Comparison table (common references)

Kaprekar constants and typical behavior by digit count
Digit Count Fixed Point/Constant Typical Iterations (often cited) Behavior
2 Cycle (e.g., 09 → 81 → 63 → 27 → 45 → 09) Varies Cycles are typical
3 495 Often within 6 Fixed point for many non-repdigit starts
4 6174 Often within 7 Fixed point for many non-repdigit starts
5+ Often cycles (varies by definition) Varies More complex; multiple attractors may exist

Special cases worth trying

If you enter a number like 1000, the ascending arrangement becomes 0001 and the descending arrangement becomes 1000, so the first difference is 999. With fixed-length padding, that becomes 0999 on the next step. These “leading zero” cases are a big part of why Kaprekar routines are interesting: the digit length is fixed, but the numeric value can shrink and grow as zeros move around.

Another interesting family is numbers with repeated digits but not all the same, such as 2111 or 9090. These often reach 6174 quickly, but the intermediate steps can look quite different because the ascending number may start with one or more zeros.

Practical tips for exploration

  • Turn on Show Full Sequence to see exactly how the descending/ascending numbers are formed.
  • Try a repdigit like 4444 to see the immediate collapse to 0.
  • Try values with zeros (e.g., 2005, 1000) to see how padding affects the next step.
  • Increase Maximum Iterations if you suspect a longer transient.
  • Compare two starts that share the same digits in a different order (for example 3524 and 4253). Because the routine sorts digits each step, many such starts quickly merge into the same trajectory.

Classroom and self-study ideas

If you are using this calculator for learning or teaching, here are a few structured activities that work well with the iteration table:

  • Convergence race: pick 10 random 4-digit starts (avoiding repdigits) and record how many steps each takes to reach 6174. Which digit patterns tend to converge fastest?
  • Zero experiment: compare starts with no zeros (e.g., 3524) to starts with one or more zeros (e.g., 2005, 1000). How do zeros change the ascending number and the early differences?
  • Fixed point verification: once you reach 6174, perform one more step by hand to confirm it maps to itself: 7641 − 1467 = 6174.
  • Repdigit proof sketch: explain why any repdigit must go to 0 in one step: the descending and ascending arrangements are identical, so their difference is 0.
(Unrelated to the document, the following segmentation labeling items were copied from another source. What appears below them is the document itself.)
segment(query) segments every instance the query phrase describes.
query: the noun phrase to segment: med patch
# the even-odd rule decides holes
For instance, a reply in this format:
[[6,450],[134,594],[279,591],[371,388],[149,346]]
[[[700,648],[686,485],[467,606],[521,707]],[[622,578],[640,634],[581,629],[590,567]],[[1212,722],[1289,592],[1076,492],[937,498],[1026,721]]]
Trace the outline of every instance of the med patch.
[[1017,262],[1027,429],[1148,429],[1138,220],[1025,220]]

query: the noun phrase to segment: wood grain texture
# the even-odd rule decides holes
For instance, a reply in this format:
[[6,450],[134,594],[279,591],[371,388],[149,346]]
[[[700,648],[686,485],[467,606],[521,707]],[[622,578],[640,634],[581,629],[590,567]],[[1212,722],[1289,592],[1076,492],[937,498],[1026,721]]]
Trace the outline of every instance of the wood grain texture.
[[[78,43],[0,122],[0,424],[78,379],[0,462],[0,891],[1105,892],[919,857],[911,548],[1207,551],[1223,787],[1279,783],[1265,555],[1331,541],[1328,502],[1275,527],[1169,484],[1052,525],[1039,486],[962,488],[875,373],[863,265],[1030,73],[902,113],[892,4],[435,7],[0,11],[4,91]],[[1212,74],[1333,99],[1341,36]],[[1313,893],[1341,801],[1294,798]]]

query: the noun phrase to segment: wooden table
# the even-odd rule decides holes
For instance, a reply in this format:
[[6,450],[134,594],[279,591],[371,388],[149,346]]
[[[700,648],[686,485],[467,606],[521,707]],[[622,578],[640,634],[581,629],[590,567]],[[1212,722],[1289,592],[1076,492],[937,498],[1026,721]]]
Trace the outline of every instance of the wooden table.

These exercises help connect the calculator output to the underlying definitions: sorting digits, padding, and repeated application of the same transformation.

FAQ

Why does the calculator show “Digits (padded)”?

The Kaprekar routine is defined for a fixed digit length. Padding with leading zeros ensures each step uses the same number of digits when forming the ascending and descending numbers. For example, 378 is treated as 0378 in a 4-digit routine, which changes the sorted forms and therefore changes the next subtraction.

What does “converged” mean here?

In this tool, “converged” means the routine reached a value where the next difference equals the current value. In other words, the sequence has reached a fixed point. For many 4-digit starts, that fixed point is 6174. If the maximum iteration limit is reached first, the tool reports the last computed value instead.

Does this tool detect cycles longer than 1?

The current JavaScript checks for a fixed point by testing whether the new difference equals the previous value. It does not explicitly detect longer cycles (such as a 2-cycle). You can still spot cycles by enabling “Show Full Sequence” and looking for repeated patterns in the table.

Why are 5–7 digit inputs mentioned if the routine is computed as 4 digits?

The form accepts 4–7 digits, but the implementation note explains that the current computation uses 4-digit padding internally. The page keeps the broader description for context and future extension, but for now the results reflect the 4-digit routine. If you need true 5–7 digit behavior, the code would need to pad to the input’s digit length rather than always using 4.